Mid-2018 me and my friend (back then dearest colleague Andres Villalobos) ran into an issue with Linux teamd drivers and Cisco Nexus 9000 switches when using LACP vPC (virtual port channels) while doing validation and verification for the baseline control infrastructure for the Large Synoptic Survey Telescope (Update 2020: now Rubin Observatory). This issue triggered a traffic-blackhole scenario on the server side after reloading one of the Nexus switches.
The PoC setup was the following:
- A basic CLOS topology with 2x leafs (Nexus 93180TC-EX) and 2x spines (Nexus 9504) running Cisco ACI 3.2(2I).
- An LACP vPC with standard parameters from the leaf pair towards the server, 10GBASE-T.
- A Dell PowerEdge R430 running CentOS7 with a Kernel 3.10.X (I can’t remember the exact version at the moment) and teamd version 1.27.
- A teamd LACP configuration for 2x physical interfaces with standard parameters towards the leaf switches, 10GBASE-T on-board.
The issue is triggered after the reload of a leaf switch part of the vPC. When the server detected the interface being “up” (i.e. the ethernet link being successfully negotiated), teamd immediately started to forward traffic over the link facing the switch we just reloaded without waiting for any LACP control packets from the switch side, and on the switch side the switchport was on a suspended state due to a hardcoded behavior in Cisco ACI called vPC auto-recovery which for 240 seconds (by default) waits for its peer (the other leaf switch) to be stable before forwarding traffic to avoid split-brain scenarios. Additionally once the leaf moved the switchport from suspended to operational, teamd was not able to react accordingly and balance the traffic between the server ports in the bundle.

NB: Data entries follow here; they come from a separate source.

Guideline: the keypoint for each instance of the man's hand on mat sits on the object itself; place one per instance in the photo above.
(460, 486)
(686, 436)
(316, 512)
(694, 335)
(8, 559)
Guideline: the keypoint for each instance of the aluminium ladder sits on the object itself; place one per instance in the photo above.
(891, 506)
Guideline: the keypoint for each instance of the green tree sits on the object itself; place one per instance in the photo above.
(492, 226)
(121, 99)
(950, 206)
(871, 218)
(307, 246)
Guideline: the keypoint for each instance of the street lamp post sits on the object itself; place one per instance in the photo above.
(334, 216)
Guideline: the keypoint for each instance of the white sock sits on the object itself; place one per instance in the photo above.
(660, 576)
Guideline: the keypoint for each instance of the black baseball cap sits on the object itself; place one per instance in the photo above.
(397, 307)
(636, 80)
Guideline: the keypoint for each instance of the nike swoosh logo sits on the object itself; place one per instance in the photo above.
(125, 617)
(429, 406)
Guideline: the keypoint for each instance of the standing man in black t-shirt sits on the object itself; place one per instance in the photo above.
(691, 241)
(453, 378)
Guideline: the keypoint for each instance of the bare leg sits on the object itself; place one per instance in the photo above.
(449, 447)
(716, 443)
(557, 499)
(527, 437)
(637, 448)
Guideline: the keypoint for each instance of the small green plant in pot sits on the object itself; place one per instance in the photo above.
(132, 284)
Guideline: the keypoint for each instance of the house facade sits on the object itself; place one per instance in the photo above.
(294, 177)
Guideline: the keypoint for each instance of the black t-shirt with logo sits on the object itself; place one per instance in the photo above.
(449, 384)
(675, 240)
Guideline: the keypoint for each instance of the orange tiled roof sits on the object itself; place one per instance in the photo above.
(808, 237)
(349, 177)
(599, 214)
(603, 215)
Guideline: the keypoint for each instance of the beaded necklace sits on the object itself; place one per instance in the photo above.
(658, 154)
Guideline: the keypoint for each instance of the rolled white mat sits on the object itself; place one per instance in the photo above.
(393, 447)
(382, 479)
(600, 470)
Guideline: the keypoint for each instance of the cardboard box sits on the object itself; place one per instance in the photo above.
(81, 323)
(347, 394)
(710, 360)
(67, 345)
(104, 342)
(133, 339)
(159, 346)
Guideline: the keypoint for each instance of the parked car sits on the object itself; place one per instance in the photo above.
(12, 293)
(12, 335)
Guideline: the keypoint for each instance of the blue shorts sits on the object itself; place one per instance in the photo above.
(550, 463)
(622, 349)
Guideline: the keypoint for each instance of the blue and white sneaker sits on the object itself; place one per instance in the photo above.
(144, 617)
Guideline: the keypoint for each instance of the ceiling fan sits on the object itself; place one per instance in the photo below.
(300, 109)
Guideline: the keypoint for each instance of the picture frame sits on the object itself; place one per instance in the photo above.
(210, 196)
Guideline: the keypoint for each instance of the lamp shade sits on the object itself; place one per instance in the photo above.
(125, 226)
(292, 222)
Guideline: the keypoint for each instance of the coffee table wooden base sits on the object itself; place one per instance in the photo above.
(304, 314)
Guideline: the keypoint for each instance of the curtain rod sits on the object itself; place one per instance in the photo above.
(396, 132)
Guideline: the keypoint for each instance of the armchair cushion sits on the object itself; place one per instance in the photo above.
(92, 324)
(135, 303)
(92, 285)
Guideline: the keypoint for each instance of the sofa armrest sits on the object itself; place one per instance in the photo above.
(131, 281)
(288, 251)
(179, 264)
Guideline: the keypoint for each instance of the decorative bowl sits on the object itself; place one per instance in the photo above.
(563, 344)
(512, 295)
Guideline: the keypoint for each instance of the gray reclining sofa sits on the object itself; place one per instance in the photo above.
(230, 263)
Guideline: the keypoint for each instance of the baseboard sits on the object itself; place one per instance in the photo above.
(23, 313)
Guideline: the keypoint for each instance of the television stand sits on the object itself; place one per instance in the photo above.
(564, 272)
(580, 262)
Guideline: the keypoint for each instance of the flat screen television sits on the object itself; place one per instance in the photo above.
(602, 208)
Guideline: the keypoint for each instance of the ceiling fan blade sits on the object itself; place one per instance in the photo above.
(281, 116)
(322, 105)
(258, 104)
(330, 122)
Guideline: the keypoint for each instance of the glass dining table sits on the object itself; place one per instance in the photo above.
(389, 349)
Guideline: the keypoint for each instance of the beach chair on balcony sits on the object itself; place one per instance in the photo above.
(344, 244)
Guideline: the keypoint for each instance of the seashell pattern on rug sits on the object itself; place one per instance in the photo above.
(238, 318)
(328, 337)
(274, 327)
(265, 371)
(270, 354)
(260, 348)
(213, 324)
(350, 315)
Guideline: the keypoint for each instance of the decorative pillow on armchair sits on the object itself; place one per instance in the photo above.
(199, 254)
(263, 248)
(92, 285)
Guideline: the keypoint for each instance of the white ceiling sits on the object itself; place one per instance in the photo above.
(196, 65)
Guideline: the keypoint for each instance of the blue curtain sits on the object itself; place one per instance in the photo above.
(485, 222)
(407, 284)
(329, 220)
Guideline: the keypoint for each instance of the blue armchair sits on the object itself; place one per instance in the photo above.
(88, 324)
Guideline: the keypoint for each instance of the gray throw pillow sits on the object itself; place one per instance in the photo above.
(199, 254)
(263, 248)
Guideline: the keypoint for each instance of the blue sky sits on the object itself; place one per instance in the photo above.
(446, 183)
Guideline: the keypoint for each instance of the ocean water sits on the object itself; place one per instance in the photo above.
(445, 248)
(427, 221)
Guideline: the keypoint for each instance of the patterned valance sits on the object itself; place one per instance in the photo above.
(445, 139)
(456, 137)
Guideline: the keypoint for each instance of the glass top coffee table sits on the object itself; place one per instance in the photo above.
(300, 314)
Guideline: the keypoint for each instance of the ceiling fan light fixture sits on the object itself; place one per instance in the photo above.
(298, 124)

The issue was reported by Andres here https://github.com/jpirko/libteam/issues/37 and for RHEL there was already a workaround as of December 2016 https://access.redhat.com/solutions/2362921 but associated to switches running NX-OS, not Cisco ACI.
This “issue” was actually 2 separate issues, first with the teamd driver not playing nice and forwarding traffic over a port of the LACP bundle before confirmation from the switch that such link was ready, and Cisco ACI having the vPC auto-recovery feature enabled by default and hardcoded as confirmed by Cisco TAC on August 2018. On Nexus switches running NX-OS instead of ACI you can disable this feature, which could have aided in the troubleshooting process.
Above you can find the answer from Cisco TAC; I removed the engineer’s name since she was very patient and helpful during the
almost-debugging session which took over 8 hours, we found the issue and a workaround ourselves but kudos to her, not her fault (I’m talking to you-all “i hate ACI and SDN” old-wise men).
The workaround we implemented was the bonding driver for LACP in mode 4, which works just fine in all the scenarios teamd didn’t, that is, shutting down LACP links part of the vPC, shutting an entire leaf or reloading it.
Hopefully both the teamd and Cisco will fix their corresponding issues in the near future.